# How bad did I screw Up??? Don't Hold Back



## TeeRedGeeElEye (Jun 27, 2008)

I've done plenty of brake jobs in the past and have never screwed up this bad. Please tell me if these will need to be replaced or if I will be ok. I have a 2004 Jetta GLi. I got new hawk hps pads for the front and rears. I put them on with the original rotors, just had them resurfaced. I put them all on and took for a ride, there was this quiet grinding noise. I jacked it back up and spun the back wheels and it was coming from both sides. Rear only. I did some research and heard that the hawk pads might be a little oversized and will just wear down and then it will be ok. So I left it and rode it for about 50 miles. The noise did not go away and just got worse. I then took apart the rear brakes and found out I made a horrible mistake. The inside pad on both sides was on backward





















The outside of the pad is ground up pretty good and the inside of the rotor has some grooves in it, this is on both sides. I flipped the pads around and now they are on correctly and make no noise. Everything feels fine. Is this going to be ok or do I need to replace the rear pads and rotors? Let me know what you think and feel free to tell me how stupid I am. Thanks


----------



## TeeRedGeeElEye (Jun 27, 2008)

*Re: How bad did I screw Up??? Don't Hold Back (TeeRedGeeElEye)*

anybody?


----------



## tyn1on (Nov 8, 2004)

*Re: How bad did I screw Up??? Don't Hold Back (TeeRedGeeElEye)*

i would get the rotors machined asap becuase if the grooves are that bad they will chew through your pads prematurely


----------



## GTijoejoe (Oct 6, 2001)

*Re: How bad did I screw Up??? Don't Hold Back (tyn1on)*


_Quote, originally posted by *tyn1on* »_i would get the rotors machined asap becuase if the grooves are that bad they will chew through your pads prematurely

basically...
At this point it is a judgement perspective, with deep grooves you should get the disks turned, if your pads have deep grooves you can even get those machined too, decreased pad life.


----------



## magyarbetyar (Sep 30, 2003)

*Re: How bad did I screw Up??? Don't Hold Back (GTijoejoe)*

Depending on how deep the grooves are. . .new rotors should be used.


----------



## NorthernGTI (Oct 26, 2005)

Whats the mileage on the rotors? I know at my shop 99% of the time we dont turn rotors mainly because;
a) they dont have enough life left on them;
b) have life left but are very thin rotors to begin with. 

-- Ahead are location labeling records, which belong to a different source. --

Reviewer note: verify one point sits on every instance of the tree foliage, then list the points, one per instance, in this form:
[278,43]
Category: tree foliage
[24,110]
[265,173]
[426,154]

If its over 40xxx miles, get new rotors while your at it..


----------



## EuroMKII (Mar 2, 2008)

*Re: (NorthernGTI)*

I second the new rotor recommendation. VW never intended for those rotors to be used beyond the original pad life. Do yourself a favor and get some new rotors on there. If you don't, I think you will have warped rotors in your near future. The more material you take off, ie:resurface, the thinner the rotor gets. As the rotor gets thinner, it will not dissipate the heat as well and therefore warp creating vibration when braking.


----------



## f1forkvr6 (Jun 10, 2002)

*Re: How bad did I screw Up??? Don't Hold Back (TeeRedGeeElEye)*

Rear pads and rotors are dirt cheap. Since you do the work yourself, just get some oem rotors, and in-expensive pads. Unless you regularly track, Hawk pads on the rear are over-kill. Go with ATE or Pagid and save some cash.


----------



## 7thGear (Sep 20, 2002)

*Re: How bad did I screw Up??? Don't Hold Back (f1forkvr6)*

this just proves that FWD cars dont need rear brakes








* F1FORKVR6 PM OR EMAIL ME * 




_Modified by 7thGear at 11:40 AM 6-1-2009_


----------



## germancarnut51 (Mar 23, 2008)

*Re: How bad did I screw Up??? Don't Hold Back (TeeRedGeeElEye)*

It's impossible to be able to advise you accurately without seeing the parts in question. Post some photos to get decent advice.


----------



## 2000Jet1.8T (Mar 25, 2009)

Get new rotors to avoid any complications. Remember that the rear pitons need to be spun in. Also, I would put good pads in the rear. I don't know if this is common to MKIV Jettas but I went through two sets of rear pads before I needed fronts. I did buy my last set of front pads from VW for $100. That sounds like a lot but they have lasted about 80k so far and there's still meat on them. No joke!


----------



## teutoned (Jul 29, 2008)

*Re: (2000Jet1.8T)*

everything will work fine for awhile. when it is no longer fine replace pads and rotors. remember its just the rears they're only there to keep the car balanced under braking.


----------



## GTijoejoe (Oct 6, 2001)

*Re: How bad did I screw Up??? Don't Hold Back (7thGear)*


_Quote, originally posted by *7thGear* »_this just proves that FWD cars dont need rear brakes








* F1FORKVR6 PM OR EMAIL ME * 
_Modified by 7thGear at 11:40 AM 6-1-2009_

hahahahahaha 
unfortunately brakes are not depent on any type of drive, FWD, RWD or AWD. In fact your brakes would be designed the same way even if it was thurst propelled


----------



## DC Jetta Guy (Jul 31, 2004)

*Re: How bad did I screw Up??? Don't Hold Back (TeeRedGeeElEye)*

If it were me, I would replace the rotors and pads and be done with it. And if I'm not mistaken, VW does not recommend turning the vented GTI/GLI rotors. They replace them.


----------